There are so many tournaments going on at the same time that it can get overwhelming trying to keep up with them. In this series of blog posts, I will share matches which I have found notable and worth watching in the past week or two.

This week I only have one match to share: I watched a lot of matches, most of them weren't good / interesting enough to post here.

Tongfu vs Na'Vi

  vs  

Tournament:  Alienware Cup (Upper Bracket Round 2)
Teams: Tongfu versus Na'vi
Stream: Beyond The Summit

I have not yet featured Tongfu in this series - they are a strong team, placing 7th in 2012 Internationals, and recently winning the Dota2 Super League.
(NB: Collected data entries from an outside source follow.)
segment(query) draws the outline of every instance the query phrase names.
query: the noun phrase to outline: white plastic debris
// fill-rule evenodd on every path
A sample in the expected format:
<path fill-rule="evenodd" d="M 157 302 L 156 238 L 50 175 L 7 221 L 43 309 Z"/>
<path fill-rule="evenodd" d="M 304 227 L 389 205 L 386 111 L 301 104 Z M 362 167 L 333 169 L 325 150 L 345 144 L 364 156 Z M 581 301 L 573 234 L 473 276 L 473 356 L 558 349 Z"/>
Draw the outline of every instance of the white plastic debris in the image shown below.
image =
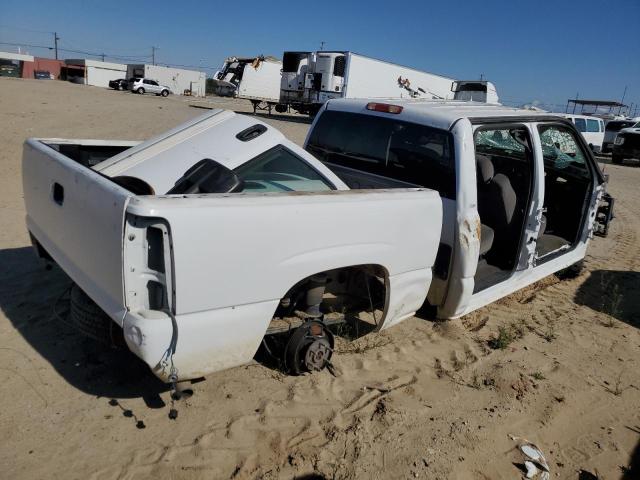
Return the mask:
<path fill-rule="evenodd" d="M 509 435 L 509 438 L 519 443 L 518 449 L 525 457 L 524 466 L 527 469 L 526 478 L 549 480 L 551 477 L 549 464 L 547 463 L 547 459 L 544 458 L 542 450 L 525 438 L 516 437 L 515 435 Z"/>
<path fill-rule="evenodd" d="M 527 469 L 527 478 L 534 478 L 538 474 L 538 472 L 540 472 L 540 470 L 538 470 L 538 467 L 536 467 L 536 465 L 529 460 L 524 462 L 524 466 Z"/>

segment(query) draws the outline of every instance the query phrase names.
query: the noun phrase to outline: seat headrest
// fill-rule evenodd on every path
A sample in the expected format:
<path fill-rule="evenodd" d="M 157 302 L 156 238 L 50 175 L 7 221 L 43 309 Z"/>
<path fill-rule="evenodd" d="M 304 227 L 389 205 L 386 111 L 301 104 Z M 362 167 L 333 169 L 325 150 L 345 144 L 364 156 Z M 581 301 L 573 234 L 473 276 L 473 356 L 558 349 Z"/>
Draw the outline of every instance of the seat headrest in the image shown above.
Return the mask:
<path fill-rule="evenodd" d="M 482 179 L 483 183 L 489 183 L 495 175 L 493 163 L 491 162 L 489 157 L 480 155 L 478 155 L 476 161 L 478 163 L 478 178 Z"/>

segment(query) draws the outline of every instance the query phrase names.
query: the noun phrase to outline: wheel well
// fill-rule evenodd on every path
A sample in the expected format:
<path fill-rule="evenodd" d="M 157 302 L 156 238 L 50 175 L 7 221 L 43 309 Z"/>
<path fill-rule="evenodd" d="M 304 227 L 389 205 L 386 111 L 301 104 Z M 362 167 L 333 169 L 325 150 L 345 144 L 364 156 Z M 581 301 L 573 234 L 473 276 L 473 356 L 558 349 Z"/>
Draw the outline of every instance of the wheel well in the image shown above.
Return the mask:
<path fill-rule="evenodd" d="M 370 312 L 373 307 L 383 312 L 377 323 L 384 320 L 389 297 L 389 273 L 377 264 L 340 267 L 303 278 L 282 296 L 274 316 L 285 317 L 297 310 L 304 311 L 309 307 L 307 294 L 319 283 L 325 286 L 320 303 L 322 313 Z"/>

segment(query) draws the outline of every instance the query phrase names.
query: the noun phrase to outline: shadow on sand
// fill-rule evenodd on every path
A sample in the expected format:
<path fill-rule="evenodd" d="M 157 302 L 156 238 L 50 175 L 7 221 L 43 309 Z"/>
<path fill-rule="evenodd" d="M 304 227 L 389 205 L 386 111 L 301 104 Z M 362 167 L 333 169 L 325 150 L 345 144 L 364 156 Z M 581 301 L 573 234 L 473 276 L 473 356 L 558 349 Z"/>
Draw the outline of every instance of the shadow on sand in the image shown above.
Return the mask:
<path fill-rule="evenodd" d="M 595 270 L 576 292 L 575 302 L 640 328 L 640 272 Z"/>
<path fill-rule="evenodd" d="M 13 327 L 75 388 L 107 398 L 142 397 L 160 408 L 168 386 L 127 349 L 101 345 L 61 322 L 54 314 L 58 299 L 71 285 L 62 270 L 45 268 L 31 247 L 0 250 L 0 309 Z M 8 347 L 0 358 L 31 356 Z"/>
<path fill-rule="evenodd" d="M 640 435 L 640 427 L 626 428 Z M 638 444 L 631 454 L 631 458 L 629 459 L 629 466 L 623 468 L 623 472 L 624 473 L 621 480 L 637 480 L 638 478 L 640 478 L 640 440 L 638 440 Z"/>

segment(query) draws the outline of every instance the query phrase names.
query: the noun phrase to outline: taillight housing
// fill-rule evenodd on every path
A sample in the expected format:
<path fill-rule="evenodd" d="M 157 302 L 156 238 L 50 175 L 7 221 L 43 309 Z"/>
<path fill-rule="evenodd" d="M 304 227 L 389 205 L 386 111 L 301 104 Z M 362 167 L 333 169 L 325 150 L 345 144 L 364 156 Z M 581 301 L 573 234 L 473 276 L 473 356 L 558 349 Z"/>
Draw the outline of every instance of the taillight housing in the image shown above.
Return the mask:
<path fill-rule="evenodd" d="M 371 110 L 373 112 L 383 112 L 383 113 L 401 113 L 402 108 L 400 105 L 392 105 L 390 103 L 376 103 L 369 102 L 367 103 L 367 110 Z"/>

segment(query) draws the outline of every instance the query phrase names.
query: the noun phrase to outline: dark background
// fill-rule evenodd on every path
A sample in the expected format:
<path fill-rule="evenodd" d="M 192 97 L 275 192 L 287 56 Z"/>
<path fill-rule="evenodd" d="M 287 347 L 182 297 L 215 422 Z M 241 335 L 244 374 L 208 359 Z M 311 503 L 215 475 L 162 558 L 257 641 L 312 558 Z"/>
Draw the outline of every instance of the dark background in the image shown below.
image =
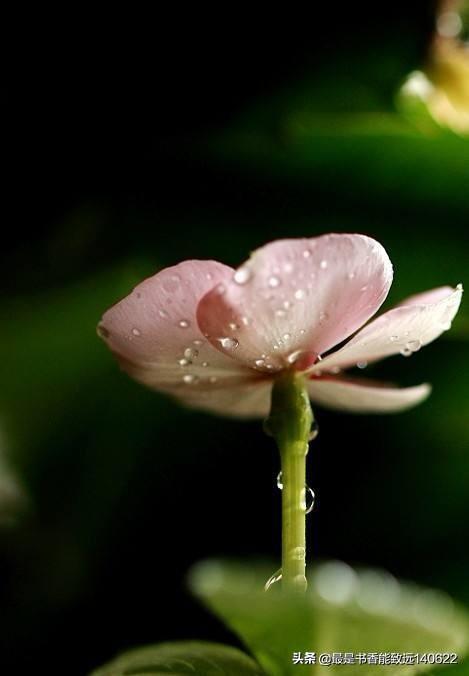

This game between Tongfu and Na'vi is well worth watching despite it going on for a full hour - plenty of turnarounds and comebacks, with Tongfu at one point holding an over 10k gold advantage over Na'vi. Two Aegis steals, supports turning into carries, plenty of excitement to go around. There was one fight which forced 7 instant buybacks and just kept going, heroes dying and streaming back into the fight.



Nexon Starter League

Part of the reason I haven't seen many games worth watching is that I have been watching the Korean stream of the Nexon Starter League which opened on the weekend - it's run by GOMTV, a professional broadcaster who has a lot of experience running the Starcraft 2 scene in Korea. Some matches are uploaded here but you really had to watch it live with the English comment stream trying to translate the Korean casters in real time. Totally impressed by the random CGI DOTA2 opening they made up for it. None of the games are particularly good (the Korean teams in general just starting to pick up DOTA2 so their skill level isn't world class yet, and all the casting is in Korean so good luck understanding anything) but the production value is great, the studio is awesome, the teams have uniforms, the casters wear ties and inject so much energy into the game even though you have no idea what they're saying. Even Nada showed up to watch! And goodness, the customized advertisements that ran in between games were so funny. The team names are hilarious (Bird Gang, Tiger Power, Best Magic Skill) and in particular one player is called Jesus Stick. It's probably just the Korean culture we don't understand, good memories of the first GOMTV GSL match finals between Fruit Seller and Hope Torture, where his mom actually featured on stage after the match during the prize giving ceremony telling everyone how her son was such a good boy.